Бодрая двоюродная бабушка устроила своим соседям по столу – то есть обоим братьям, учительнице и фрау Штер – прощальный ужин в ресторане, настоящее пиршество с зернистой икрой, шампанским, ликерами, за которым Иоахим сидел очень тихий и скучный, едва проронив несколько слов упавшим голосом, так что старушка со свойственной ей благожелательностью постаралась его приободрить, причем, вопреки всем правилам цивилизованной Европы, даже говорила ему «ты».

– Ничего, батюшка, не тужи, а лучше‑ка пей, ешь и болтай, мы скоро назад воротимся! – сказала она ему. – Давайте‑ка все есть, пить и веселиться, господь с ней, с печалью‑то, оглянуться не успеем, как, бог даст, и осень придет, так сам посуди, стоит ли огорчаться! – На следующее утро она раздала чуть ли не всем ходившим в столовую больным пестрые коробочки с конфетками на память и отбыла ненадолго с двумя своими девицами.

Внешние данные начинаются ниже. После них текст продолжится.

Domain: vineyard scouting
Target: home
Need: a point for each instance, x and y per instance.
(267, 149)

А Иоахим? Как с ним обстояло дело? Вздохнул ли он наконец свободно, с облегчением, или же страдал душой, взирая на пустующий стол? Необычное для него мятежное нетерпение, угрозы самовольно уехать, если его еще долго станут водить за нос, – являлось ли все это следствием отъезда Маруси? Или же, напротив, тот факт, что он все еще не уехал и благосклонно выслушивал Беренсовы хвалы оттепели, следовало отнести к тому, что пышногрудая Маруся отбыла не насовсем, а лишь ненадолго, и через пять крохотных единиц здешнего времени опять сюда возвратится? Ах, все тут смешалось в одно, все в равной мере; кто‑кто, а Ганс Касторп прекрасно это понимал, даже не обменявшись с Иоахимом ни словом. Он так же тщательно остерегался этого касаться, как Иоахим избегал называть имя другой, ненадолго отбывшей.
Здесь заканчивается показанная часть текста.